I look forward to hearing from you and hopefully you will check this article again so we can further discuss.
Concerning naievete, those of us who have lived through bear markets think anyone is naive until they lose money in a bear market. Were you seriously invested in the stock market from 2000-early 2003? If you dutifully bought into the crash then you’ve earned the right to exhort us about long-term investing. If not, then you sound like a mutual fund spokesperson. I don’t like war analogies applied to the market, but it really is like combat–no one really knows how they’ll hold up in extreme danger until they’re caught in it.

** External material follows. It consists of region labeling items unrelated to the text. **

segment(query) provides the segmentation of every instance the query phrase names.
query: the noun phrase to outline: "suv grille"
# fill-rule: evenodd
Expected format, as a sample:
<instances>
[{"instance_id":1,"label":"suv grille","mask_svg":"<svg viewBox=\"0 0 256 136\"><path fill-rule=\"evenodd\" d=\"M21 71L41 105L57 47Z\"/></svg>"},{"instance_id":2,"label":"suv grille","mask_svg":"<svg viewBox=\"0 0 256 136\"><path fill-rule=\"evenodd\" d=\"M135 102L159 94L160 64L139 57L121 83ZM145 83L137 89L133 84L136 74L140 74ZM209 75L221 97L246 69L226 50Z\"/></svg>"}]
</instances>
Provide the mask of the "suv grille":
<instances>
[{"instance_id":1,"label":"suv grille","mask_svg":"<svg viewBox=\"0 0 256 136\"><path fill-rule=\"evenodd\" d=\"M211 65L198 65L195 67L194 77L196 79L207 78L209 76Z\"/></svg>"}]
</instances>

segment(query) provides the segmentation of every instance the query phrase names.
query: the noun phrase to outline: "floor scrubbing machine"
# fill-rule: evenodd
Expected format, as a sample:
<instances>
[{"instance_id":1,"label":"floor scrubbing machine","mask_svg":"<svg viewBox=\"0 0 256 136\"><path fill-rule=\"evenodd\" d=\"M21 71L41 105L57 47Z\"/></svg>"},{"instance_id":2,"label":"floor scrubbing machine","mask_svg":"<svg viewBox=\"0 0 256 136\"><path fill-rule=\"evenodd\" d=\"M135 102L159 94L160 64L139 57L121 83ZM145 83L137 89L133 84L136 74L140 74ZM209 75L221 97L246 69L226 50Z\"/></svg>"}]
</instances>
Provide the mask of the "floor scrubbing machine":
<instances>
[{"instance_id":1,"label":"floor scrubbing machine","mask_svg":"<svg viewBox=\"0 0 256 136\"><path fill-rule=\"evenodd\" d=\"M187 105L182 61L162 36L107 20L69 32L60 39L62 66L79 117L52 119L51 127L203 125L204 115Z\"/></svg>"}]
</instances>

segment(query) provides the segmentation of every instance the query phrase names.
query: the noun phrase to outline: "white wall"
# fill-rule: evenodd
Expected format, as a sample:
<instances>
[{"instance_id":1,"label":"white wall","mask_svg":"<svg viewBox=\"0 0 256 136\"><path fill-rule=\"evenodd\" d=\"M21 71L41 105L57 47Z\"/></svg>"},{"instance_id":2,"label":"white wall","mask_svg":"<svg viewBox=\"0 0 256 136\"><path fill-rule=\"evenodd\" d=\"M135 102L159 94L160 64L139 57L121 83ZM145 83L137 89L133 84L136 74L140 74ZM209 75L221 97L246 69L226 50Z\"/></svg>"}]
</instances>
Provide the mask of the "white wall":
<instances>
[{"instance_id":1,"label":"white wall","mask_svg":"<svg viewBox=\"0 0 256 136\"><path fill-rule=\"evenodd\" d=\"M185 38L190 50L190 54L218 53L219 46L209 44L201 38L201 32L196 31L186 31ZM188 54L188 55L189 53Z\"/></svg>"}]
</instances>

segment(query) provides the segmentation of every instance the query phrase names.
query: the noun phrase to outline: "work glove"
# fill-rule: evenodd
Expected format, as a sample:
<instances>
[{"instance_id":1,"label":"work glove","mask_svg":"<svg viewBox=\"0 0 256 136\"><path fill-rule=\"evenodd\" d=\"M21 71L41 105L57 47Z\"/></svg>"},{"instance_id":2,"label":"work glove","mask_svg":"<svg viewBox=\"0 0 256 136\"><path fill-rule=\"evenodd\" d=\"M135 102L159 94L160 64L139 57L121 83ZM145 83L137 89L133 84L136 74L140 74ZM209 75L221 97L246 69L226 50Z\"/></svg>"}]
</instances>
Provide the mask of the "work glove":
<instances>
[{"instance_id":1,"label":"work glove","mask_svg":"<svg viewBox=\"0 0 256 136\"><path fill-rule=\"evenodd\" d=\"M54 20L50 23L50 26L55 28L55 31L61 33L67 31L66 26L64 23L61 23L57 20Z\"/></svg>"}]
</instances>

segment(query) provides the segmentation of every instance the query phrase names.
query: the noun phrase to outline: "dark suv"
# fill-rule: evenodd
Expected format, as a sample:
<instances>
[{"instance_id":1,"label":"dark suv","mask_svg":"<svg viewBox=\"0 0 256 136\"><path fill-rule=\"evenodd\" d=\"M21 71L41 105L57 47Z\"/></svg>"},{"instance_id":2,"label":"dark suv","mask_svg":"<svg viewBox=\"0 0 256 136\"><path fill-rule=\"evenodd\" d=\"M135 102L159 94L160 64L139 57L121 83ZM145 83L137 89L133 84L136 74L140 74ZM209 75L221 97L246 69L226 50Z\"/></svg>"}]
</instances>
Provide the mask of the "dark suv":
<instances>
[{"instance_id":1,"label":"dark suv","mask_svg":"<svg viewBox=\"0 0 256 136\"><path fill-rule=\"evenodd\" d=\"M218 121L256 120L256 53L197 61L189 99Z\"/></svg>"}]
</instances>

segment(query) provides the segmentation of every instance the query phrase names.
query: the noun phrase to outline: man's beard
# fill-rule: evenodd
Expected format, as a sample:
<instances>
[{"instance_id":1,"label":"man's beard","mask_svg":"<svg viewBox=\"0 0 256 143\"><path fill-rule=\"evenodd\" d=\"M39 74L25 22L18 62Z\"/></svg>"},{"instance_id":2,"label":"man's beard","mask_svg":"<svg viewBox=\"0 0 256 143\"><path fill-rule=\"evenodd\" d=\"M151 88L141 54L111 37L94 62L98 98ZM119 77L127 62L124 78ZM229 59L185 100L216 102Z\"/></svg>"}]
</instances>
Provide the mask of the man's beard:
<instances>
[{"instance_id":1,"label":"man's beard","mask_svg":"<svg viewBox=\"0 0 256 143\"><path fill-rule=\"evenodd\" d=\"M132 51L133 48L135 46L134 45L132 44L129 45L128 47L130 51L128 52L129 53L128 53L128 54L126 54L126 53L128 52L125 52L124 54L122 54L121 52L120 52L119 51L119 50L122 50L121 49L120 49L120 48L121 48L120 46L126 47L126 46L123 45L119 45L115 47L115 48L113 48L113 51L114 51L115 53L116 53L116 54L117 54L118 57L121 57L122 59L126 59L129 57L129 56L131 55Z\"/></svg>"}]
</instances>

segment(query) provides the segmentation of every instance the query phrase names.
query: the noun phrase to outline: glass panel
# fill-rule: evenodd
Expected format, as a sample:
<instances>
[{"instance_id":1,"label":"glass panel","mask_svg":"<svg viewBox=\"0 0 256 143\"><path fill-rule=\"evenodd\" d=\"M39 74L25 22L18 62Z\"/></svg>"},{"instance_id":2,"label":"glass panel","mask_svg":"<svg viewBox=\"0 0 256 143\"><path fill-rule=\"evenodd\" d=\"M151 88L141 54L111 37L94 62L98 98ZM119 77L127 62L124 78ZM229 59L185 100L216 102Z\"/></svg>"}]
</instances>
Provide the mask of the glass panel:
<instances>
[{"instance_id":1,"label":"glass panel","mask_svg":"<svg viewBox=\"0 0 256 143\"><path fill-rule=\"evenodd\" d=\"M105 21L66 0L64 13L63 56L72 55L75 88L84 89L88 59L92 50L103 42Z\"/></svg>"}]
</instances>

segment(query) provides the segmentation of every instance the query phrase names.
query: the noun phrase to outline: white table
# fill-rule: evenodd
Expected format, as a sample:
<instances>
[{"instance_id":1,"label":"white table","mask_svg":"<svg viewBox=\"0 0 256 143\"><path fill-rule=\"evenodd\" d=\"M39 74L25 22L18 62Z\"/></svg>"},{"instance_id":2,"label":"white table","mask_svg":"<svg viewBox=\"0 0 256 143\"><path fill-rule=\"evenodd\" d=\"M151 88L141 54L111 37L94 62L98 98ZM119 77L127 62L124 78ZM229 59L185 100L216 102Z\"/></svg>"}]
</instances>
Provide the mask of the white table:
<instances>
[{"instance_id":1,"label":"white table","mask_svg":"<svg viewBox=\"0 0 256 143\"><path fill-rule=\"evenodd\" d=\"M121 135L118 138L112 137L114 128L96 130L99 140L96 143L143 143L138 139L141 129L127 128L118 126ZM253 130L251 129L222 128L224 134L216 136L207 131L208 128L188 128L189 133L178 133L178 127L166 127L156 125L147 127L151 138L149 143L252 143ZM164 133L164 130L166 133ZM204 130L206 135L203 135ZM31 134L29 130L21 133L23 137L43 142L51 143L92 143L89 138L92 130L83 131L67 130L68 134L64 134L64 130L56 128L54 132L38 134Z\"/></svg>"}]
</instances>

Houyhnhnm: I’m not sure why but you sound quite hostile with your statements. Your comments (and everyone else’s are welcome though). Yes I have in fact been investing between 2000 to 2003 but I don’t see how that changes anything I have written in the article. Whether I (or anyone else) will hold up and keep buying when the market is tanking has nothing to do with the fact that stocks in the long term outperform bonds and cash which I tried to illustrate here. I apologize for not being able to get the message through.
I was commenting on the discussion about naivete, not disagreeing with your article. If you kept to your program through 2000-2003 then you aren’t naive in my book, and have proven that you practice what you preach. I apologize for the hostile tone–I was just trying to be honest.
Houyhnhnm: Thanks for clarifying and I appreciate your honest comments since that’s the only way that I will know how people really feel about my article allowing me to grow.